In an exchange that took place during a public lecture at TheatreWorks by the renowned archaeologist John Miksic, who also contributed to the ‘Dapunta Hyang’ catalogue produced for the Venice Biennale, Zai contended that the archaeological profession thus far has failed to account for intangible practices and beliefs that do not leave lasting physical traces privileged by archaeologists. According to the artist, current archaeological projects in Singapore have only found evidence dating back to the 12th and 13th centuries; his artistic practice, however, makes discoveries about intangible 6th-century narratives that once traversed archipelagic Southeast Asia.
I find this critique of “standard- issue” archaeology, volleyed from the field of contemporary art, resonant in the context of the Asian Civilisation Museum’s recent blockbuster exhibition. Titled ‘Angkor: Exploring Cambodia’s Sacred City’, it showcases “masterpieces” of classical Cambodian art from the Guimet Museum in Paris, on show until 22 July. Rather than present the world of the Angkor civilisation at face value, ‘Angkor’ assembles plaster bas-reliefs, paintings and sketches by 19th-century French archaeologists at the start of the exhibition, and frames the ensuing museological spectacle of Southeast Asian antiquity with keen attention to the colonial origins of archaeological activity in the region. It directs attention to a historical context that tells the story of how artefacts from various parts of the colonised world — from Angkorian statuary to the Parthenon Marbles — ended up in museum collections elsewhere, in the metropolitan spaces of empires.
Like Dapunta Hyang’s colossal vessel, the bamboo-and-metal structures ‘Big Beng’ (2017) and ‘Ordeal’ (2018) by Cambodian artist Sopheap Pich, installed as the contemporary art project accompanying the ‘Angkor’ exhibition, points us to obscured pasts mired in layers of symbolic, political and corporeal violence.

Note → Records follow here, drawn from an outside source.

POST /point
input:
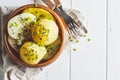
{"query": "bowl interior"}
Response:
(15, 56)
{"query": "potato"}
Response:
(45, 32)
(18, 24)
(39, 13)
(31, 53)
(52, 49)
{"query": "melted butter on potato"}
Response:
(31, 53)
(18, 24)
(45, 32)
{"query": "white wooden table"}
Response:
(94, 60)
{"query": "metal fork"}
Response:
(71, 24)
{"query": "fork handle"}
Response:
(58, 3)
(49, 4)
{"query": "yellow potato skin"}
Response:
(45, 32)
(31, 53)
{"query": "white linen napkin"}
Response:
(13, 71)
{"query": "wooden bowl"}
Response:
(14, 55)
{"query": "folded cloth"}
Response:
(13, 71)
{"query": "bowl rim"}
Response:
(7, 46)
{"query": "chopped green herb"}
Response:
(84, 35)
(88, 39)
(77, 41)
(74, 49)
(71, 38)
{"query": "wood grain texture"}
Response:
(89, 61)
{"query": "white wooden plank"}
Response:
(114, 40)
(15, 2)
(89, 61)
(59, 70)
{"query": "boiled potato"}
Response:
(52, 49)
(39, 13)
(13, 43)
(31, 53)
(17, 25)
(45, 32)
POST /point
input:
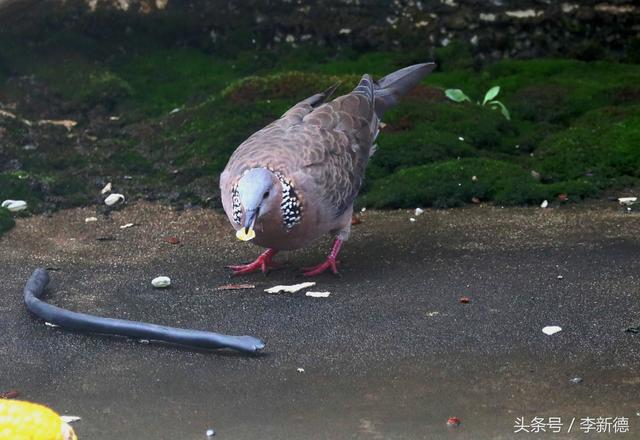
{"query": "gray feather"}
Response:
(394, 86)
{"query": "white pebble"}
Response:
(551, 329)
(290, 289)
(14, 205)
(114, 198)
(161, 282)
(318, 294)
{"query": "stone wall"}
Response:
(587, 29)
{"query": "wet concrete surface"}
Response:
(391, 354)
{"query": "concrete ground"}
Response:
(391, 354)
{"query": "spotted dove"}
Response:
(297, 179)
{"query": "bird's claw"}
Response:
(263, 263)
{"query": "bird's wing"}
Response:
(329, 143)
(337, 144)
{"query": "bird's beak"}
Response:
(249, 219)
(246, 232)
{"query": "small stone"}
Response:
(114, 198)
(290, 289)
(161, 282)
(318, 294)
(453, 422)
(551, 330)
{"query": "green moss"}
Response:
(572, 121)
(452, 183)
(16, 185)
(106, 88)
(6, 220)
(286, 85)
(602, 145)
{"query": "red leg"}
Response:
(329, 263)
(263, 263)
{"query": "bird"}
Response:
(26, 420)
(297, 179)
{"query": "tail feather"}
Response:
(391, 88)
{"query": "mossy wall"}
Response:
(160, 111)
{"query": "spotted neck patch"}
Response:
(237, 207)
(290, 207)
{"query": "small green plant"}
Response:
(458, 95)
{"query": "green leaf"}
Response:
(503, 109)
(491, 93)
(456, 95)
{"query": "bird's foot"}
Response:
(263, 263)
(330, 263)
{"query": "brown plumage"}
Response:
(297, 179)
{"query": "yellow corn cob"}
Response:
(21, 420)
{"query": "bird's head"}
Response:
(257, 196)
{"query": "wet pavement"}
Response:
(391, 354)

They foreground the place of traditional crafts in confronting the traumas inflicted by events of the 20th-century in present- day Cambodia. These mesh-like botanical forms, which seem almost vaporous in their manipulation of space and volume, shimmer in and stain the visual field. In their interplay of solidity and transparency, they appear as stubborn afterimages of the past. Porous and ungraspable, they appeal to the senses as the antithesis of an archaeological artefact — a kind of rebuttal to the exhibition above it. It seems then that the archaeological imaginary, in launching several lines of critique against monolithic constructions of history and culture, is particularly well mobilised for these new horizons in contemporary Southeast Asian art.